Introduced in 1965, the Prakticamat was largely based on the nova chassis but slightly taller. Its TTL metering working on the stopped-down principle is of a design still unparalleled in accuracy.

Ideally, the metering sensor in a TTL system is of exactly the same size as the film format, placed right at the film plane, something quite impossible in practice. Being the closest simulation of this ideal situation, the Prakticamat meter takes its reading directly from the entire area of the focussing screen, itself a surrogate film plane, with the help of a complex focussing screen and condenser structure in which a beam-splitter is incorporated. A constant 7% of the light hitting the focussing screen from the mirror side is siphoned off towards the back edge of the screen structure, and intercepted by a single large CdS (cadmium sulfide) photoresister which gives a reading averaged across the entire film format area. As the beam-splitter works only one way, light entering the eyepiece has no effect on metering accuracy. The meter is powered by a PX625 or PX13 mercury cell, with a battery check function incorporated.

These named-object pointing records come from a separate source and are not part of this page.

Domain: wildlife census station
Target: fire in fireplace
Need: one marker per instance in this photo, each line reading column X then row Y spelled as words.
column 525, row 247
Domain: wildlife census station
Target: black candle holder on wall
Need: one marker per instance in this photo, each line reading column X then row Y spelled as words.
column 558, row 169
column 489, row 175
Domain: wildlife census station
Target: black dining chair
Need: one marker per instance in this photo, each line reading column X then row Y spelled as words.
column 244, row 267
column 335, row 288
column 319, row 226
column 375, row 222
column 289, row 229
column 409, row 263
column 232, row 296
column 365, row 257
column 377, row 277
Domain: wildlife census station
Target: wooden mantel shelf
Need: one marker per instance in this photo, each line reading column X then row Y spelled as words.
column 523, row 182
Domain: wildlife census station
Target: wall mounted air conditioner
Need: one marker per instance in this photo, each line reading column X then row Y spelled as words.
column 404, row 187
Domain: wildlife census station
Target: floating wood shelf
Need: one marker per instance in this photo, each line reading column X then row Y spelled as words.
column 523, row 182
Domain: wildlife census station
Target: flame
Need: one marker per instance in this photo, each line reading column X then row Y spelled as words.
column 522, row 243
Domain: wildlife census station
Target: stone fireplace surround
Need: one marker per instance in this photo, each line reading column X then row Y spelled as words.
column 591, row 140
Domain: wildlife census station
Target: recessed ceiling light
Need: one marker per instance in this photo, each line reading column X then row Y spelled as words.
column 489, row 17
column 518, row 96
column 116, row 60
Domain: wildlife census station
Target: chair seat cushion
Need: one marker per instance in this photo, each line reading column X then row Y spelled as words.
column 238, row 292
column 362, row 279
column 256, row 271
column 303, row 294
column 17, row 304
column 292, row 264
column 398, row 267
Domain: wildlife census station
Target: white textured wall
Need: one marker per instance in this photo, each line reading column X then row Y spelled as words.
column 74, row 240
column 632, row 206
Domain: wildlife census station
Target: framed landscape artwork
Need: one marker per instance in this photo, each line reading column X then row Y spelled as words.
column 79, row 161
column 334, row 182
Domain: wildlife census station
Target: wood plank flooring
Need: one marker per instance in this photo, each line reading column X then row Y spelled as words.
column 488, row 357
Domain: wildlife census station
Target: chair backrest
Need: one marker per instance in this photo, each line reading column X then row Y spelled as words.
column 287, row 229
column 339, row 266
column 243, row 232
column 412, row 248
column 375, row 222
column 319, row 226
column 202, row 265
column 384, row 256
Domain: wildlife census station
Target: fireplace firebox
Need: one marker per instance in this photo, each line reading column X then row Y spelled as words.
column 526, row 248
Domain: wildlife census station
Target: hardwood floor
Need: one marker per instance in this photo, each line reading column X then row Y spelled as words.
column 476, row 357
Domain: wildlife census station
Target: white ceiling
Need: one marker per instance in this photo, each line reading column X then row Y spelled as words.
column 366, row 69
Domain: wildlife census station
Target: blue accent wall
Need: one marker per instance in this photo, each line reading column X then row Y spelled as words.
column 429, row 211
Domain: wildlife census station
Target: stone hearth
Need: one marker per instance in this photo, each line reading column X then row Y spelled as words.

Another interesting feature of the Prakticamat is that it preceded the nova 1 models in offering a single, non-rotating shutter speed dial with evenly spaced settings, with a maximum speed of 1/1000s, and is located around the rewind knob; a feature not to be seen again until the EE2 twelve years later, if we do not count the rare Praktica electronic. All in all, a machine of Wagnerian magnificence.